Repository files navigation

Drawing of text-embedding-ada-002 embedding vectors for two sentences – “El gato corre.” and “The cat runs.” – and the 22.7° angle between them

EmbeddingScratchwork

This is a demonstration and scratchwork repository for ways of accessing and using OpenAI embeddings. It uses text-embedding-ada-002, which is OpenAI’s second-generation embedding model.

Many embedding models, including all of OpenAI’s, return normalized embeddings, whose cosine similarities are therefore equal to their dot products. We compute similarities with NumPy: individually with np.dot, or batched with @ (matrix multiplication).

License

0BSD. See LICENSE.

What’s here

Major Modules

embed contains functions that retrieve embeddings and return them as NumPy arrays: rank-1 arrays (vectors) for individual embeddings, or rank-2 arrays (matrices) for batches of embeddings.

embed.cached contains corresponding functions that cache embeddings on disk, and check for them before contacting OpenAI’s servers.

Major Modules (Tests)

test_embed tests the functions directly in embed. This includes testing that similarities are within expected ranges.

test_cached_embeddings tests those same general behaviors for the functions in embed.cached that cache results to disk.

test_cached_caching also tests the function in embed.cached, but tests the on-disk caching functionality itself.

Notebooks

embed.ipynb is the main notebook. It shows some usage and experiments, calling functions in the embed module.

structure.ipynb examines the JSON responses returned by the OpenAI embeddings API endpoint.

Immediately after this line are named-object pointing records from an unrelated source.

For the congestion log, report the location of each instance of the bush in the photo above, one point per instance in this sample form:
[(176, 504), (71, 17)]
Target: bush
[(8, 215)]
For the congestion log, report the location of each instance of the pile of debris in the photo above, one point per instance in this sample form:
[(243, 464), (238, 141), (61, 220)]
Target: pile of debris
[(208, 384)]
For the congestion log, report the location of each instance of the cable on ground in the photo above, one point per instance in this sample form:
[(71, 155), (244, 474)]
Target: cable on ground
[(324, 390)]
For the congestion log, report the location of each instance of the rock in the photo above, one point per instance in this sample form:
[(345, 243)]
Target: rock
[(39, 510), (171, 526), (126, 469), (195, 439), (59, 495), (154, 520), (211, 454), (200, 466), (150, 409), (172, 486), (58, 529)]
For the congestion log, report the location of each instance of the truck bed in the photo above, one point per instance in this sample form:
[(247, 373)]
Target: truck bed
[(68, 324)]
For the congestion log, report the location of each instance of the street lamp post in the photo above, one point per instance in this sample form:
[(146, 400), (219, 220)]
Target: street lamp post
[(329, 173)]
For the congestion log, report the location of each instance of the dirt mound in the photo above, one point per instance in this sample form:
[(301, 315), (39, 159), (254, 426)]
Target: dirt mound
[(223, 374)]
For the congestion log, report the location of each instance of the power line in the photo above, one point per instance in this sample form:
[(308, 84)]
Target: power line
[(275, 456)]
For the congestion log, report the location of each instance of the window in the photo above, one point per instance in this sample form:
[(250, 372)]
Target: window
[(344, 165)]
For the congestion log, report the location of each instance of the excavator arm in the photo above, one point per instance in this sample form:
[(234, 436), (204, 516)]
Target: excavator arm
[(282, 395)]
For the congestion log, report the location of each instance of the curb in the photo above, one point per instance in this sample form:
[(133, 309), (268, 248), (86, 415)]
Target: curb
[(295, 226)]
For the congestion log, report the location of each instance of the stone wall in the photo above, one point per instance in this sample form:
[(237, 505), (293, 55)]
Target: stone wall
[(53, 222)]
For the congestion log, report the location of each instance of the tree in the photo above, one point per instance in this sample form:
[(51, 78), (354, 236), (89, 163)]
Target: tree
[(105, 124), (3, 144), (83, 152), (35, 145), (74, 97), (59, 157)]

cached.ipynb shows examples of on-disk caching and generates some test data used in test_cached_embeddings.

Setup

Way 1: Local

Clone the project, then install it with either poetry or conda.

Cloning the project

Wherever you want the project directory to be created, run:

git clone https://github.com/dmvassallo/EmbeddingScratchwork.git
cd EmbeddingScratchwork

If you forked the project (and want to use your fork), replace the URL with that of your fork.

Installing with poetry

poetry install

Installing with conda

conda env create
conda activate EmbeddingScratchwork
pip install -e .

mamba may be used in place of conda if it is installed.

Your OpenAI API key

You need an OpenAI API key. If it is in an environment variable named OPENAI_API_KEY then it will be used automatically. Otherwise you can assign it to embed.api_key in your Python code.

However you handle your key, make sure not to commit it to any repository. See Best Practices for API Key Safety.

Way 2: GitHub Codespaces

The configuration in .devcontainer/ will be used automatically when you create a codespace on GitHub.

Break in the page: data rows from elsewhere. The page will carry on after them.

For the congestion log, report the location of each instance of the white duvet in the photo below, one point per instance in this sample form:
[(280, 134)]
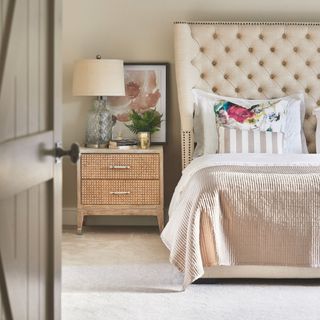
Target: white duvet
[(177, 205)]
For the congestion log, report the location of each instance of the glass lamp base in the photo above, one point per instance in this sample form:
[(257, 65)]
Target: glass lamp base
[(99, 125)]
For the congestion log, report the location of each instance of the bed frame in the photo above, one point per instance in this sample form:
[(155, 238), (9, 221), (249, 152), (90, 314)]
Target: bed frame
[(253, 60), (250, 60)]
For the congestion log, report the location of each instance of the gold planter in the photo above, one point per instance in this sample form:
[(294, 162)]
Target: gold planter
[(144, 140)]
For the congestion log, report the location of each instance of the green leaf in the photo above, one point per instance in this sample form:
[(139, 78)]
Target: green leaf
[(148, 121)]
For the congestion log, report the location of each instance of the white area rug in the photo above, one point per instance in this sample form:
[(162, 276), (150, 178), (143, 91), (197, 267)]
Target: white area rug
[(125, 274)]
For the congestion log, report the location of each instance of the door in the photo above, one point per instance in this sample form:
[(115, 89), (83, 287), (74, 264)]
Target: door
[(30, 180)]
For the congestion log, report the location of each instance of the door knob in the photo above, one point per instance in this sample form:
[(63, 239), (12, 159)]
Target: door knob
[(73, 152)]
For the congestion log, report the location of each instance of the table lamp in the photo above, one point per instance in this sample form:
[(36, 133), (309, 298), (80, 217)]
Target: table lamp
[(100, 78)]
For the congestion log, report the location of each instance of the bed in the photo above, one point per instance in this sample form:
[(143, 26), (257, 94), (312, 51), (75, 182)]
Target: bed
[(252, 60)]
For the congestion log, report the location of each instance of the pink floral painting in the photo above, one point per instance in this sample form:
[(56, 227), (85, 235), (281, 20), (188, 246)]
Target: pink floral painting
[(145, 87)]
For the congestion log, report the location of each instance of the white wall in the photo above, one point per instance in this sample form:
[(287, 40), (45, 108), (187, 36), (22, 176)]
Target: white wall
[(141, 31)]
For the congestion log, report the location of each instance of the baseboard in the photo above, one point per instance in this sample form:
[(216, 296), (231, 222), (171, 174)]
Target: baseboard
[(70, 219)]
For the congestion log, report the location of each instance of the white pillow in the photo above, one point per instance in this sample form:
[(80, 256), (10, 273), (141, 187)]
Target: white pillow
[(205, 128)]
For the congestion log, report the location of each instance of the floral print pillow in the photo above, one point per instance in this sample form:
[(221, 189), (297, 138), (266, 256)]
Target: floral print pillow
[(267, 116)]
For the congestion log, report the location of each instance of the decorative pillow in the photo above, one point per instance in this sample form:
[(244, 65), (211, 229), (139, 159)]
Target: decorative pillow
[(249, 141), (265, 116), (248, 114)]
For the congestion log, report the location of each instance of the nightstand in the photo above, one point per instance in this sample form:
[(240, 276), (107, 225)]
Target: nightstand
[(120, 182)]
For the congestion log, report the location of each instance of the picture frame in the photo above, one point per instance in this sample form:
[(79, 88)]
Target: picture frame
[(146, 88)]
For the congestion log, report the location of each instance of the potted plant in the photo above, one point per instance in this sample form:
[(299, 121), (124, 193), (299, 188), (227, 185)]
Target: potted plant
[(144, 124)]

The dev container has both the poetry-managed Python virtual environment and the conda environment set up. So you can activate and use whichever you like.

Creating the codespace

At the repository page (or your fork), click the green “Code” button. Click the “Codespaces” tab and click “Create codespace on main.”

Your OpenAI API key in the codespace

If you want your API key to automatically be available in a codespace, you can use your own fork and set up a repository secret. Of course, do not commit your key to your repository.

  1. Fork the repository if you haven’t already, and go to your fork on GitHub.
  2. Click the “Settings” tab. (You want the settings for your repository, not for your whole GitHub account.)
  3. In Settings, on the left, under “Security,” expand “Secrets and variables” and click “Codespaces.”
  4. Click “New repository secret.”
  5. Put OPENAI_API_KEY as the name—this is so that it will appear in the codespace as the value of the environment variable of the same name, which is consulted for the OpenAI API key. As the value, put the OpenAI API key that you generated for the specific purpose of using for this codespace.
  6. Click “Add secret.”

Security of your OpenAI API key in the codespace (important)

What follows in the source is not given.